In this channel we will be talking about all things related to IP looks tools and services, with some specialized ones, like Reverse IP APis.
First let us start with basic definitions. What is an IP address? Every device on the internet is assigned a so called IP address. From computers to IoT devices. It is a kind of street address of your house, except that it is for devices, not houses and it is for internet space. There are actually two kind of IP addresses. IPv4 is the first kind and it is abbreviation for Internet Protocol version 4. An example of IP address according to this protocol is 22.214.171.124. But then there is also another IPv6 version of Ip addresses. This is because the world was running out of IPv4 addresses and something had to be done. Enter IPv6. it can support 2^128 Internet addresses—340,282,366,920,938,463,463,374,607,431,768,211,456 of them to be exact. The number of IPv6 addresses are 1024 times as much as the IPv4 version, so we should be safe for a while.

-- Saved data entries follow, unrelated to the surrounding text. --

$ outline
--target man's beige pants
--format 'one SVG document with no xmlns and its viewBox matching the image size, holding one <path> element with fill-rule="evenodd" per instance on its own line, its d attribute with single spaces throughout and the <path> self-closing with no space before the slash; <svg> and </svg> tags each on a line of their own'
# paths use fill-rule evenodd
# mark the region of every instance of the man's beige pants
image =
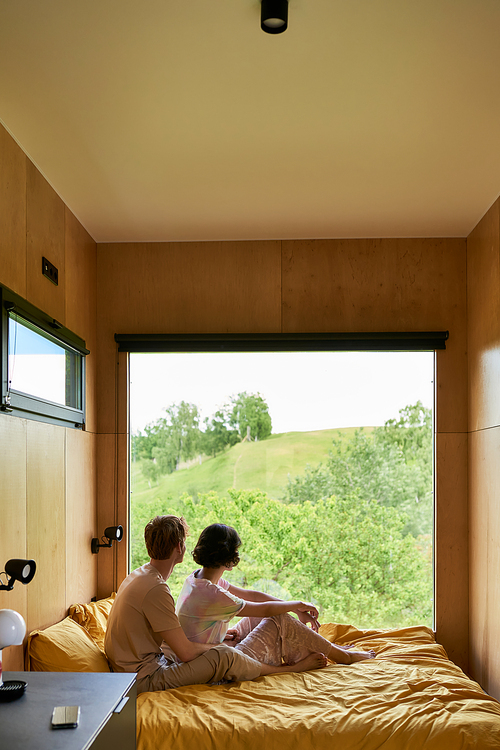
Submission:
<svg viewBox="0 0 500 750">
<path fill-rule="evenodd" d="M 221 680 L 254 680 L 260 675 L 260 670 L 260 662 L 221 643 L 192 661 L 176 663 L 164 656 L 158 657 L 158 669 L 137 680 L 137 692 L 168 690 Z"/>
</svg>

Next, let us turn our attention to domains. Domain is a text that can be used as a unique identifier for websites. E.g. I am writing this on a website that has domain telegram.com. Note the extension at the end. For a long time, the only extensions were .com, .net, .org and a few other TLD as well as country level domains like .de or co.uk. Recently this has changed with introduction of many other domain extensions. Here is a list of all possible domain extensions: https://www.namecheap.com/domains/full-tld-list/. The interesting thing is that several domains can reside on the same IP. IP can belong e.g. to a server of some provider like digital ocean and then many different domains can be hosted on this server and thus this IP. To find out all domains that reside on the same IP one needs special reverse IP lookup tools and AP services to accomplish the task.

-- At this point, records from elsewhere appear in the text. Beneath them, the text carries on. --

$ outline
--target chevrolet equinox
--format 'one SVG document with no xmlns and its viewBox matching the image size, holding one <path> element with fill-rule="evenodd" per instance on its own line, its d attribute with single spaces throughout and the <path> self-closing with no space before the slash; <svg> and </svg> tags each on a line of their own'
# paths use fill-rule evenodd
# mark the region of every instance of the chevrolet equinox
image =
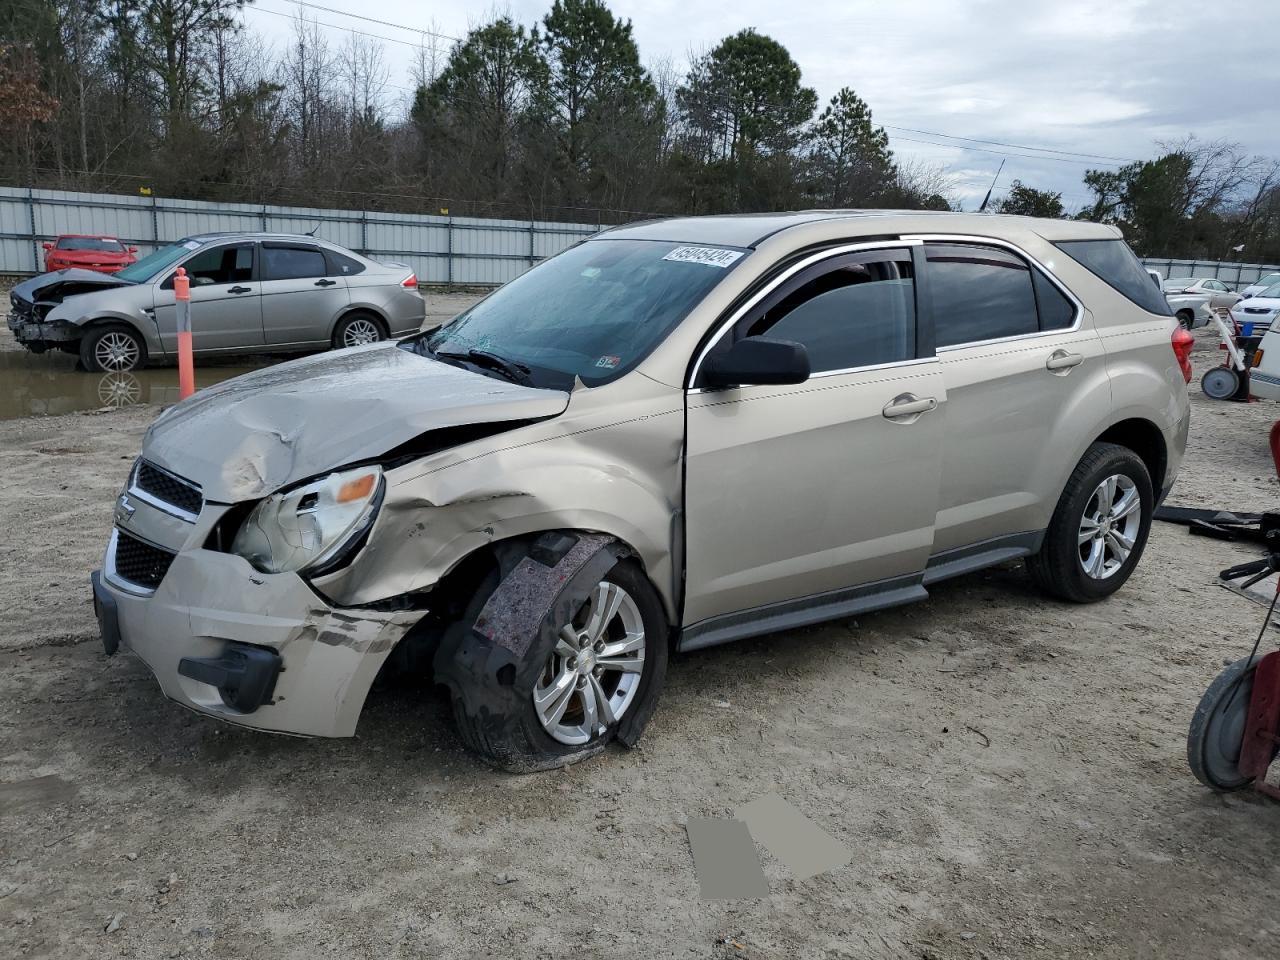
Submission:
<svg viewBox="0 0 1280 960">
<path fill-rule="evenodd" d="M 380 673 L 429 674 L 472 749 L 558 766 L 636 742 L 672 649 L 1020 557 L 1060 600 L 1120 589 L 1190 342 L 1108 226 L 607 230 L 437 330 L 163 412 L 93 575 L 103 643 L 293 734 L 350 736 Z"/>
</svg>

What are the potential use cases for reverse IP lookup tools and services? One can integrate it with the IAB classification of websites using API to find all websites that reside on the same IP but belong to some specific category, like fashion website. This can be then used as part of web content filtering to prevent employees to spending time on some non-work related websites on their computers. For more information please check out introduction to Website Classification API.
Website categorization is an example of text classification models. They usually use logistic regression, support vector machines, naive bayes or neural nets for classification. One can build website categorization models on your own or use machine learning consulting company for this puporse.

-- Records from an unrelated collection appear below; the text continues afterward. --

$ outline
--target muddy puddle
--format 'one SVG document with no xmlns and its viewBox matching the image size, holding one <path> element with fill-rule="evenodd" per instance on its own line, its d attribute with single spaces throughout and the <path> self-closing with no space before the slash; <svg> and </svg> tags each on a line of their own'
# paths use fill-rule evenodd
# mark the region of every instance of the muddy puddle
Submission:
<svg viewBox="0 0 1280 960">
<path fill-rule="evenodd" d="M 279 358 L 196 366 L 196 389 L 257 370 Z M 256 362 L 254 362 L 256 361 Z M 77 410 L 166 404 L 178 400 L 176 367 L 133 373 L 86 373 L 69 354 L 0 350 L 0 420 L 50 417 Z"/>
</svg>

Looking up a task of URL classification, primarily for the purpose of identifying the problematic websites. So how one can approach such a problem. First part is the feature engineering or the extraction of relevant features that will be used for the ML models for predicting whether URL is problematic or not. So given that we are dealing with URLs, what do we have available for this? Here are some of the possible features that we can use: total number of digits in URL, total number of characters in URL, total number of query parameters in URL, total number of parts in URL, e.g. separated by '-', type of domain extension (e.g. .info domain are more often associated with problematic domains), number of times that we find %20 in URL, number of @ character in the URL, is an IP address present in IP (boolean type), is URL using http protocol, is URL using https protocol, is website online or offline, what is the number of days since the domain was last registered, ....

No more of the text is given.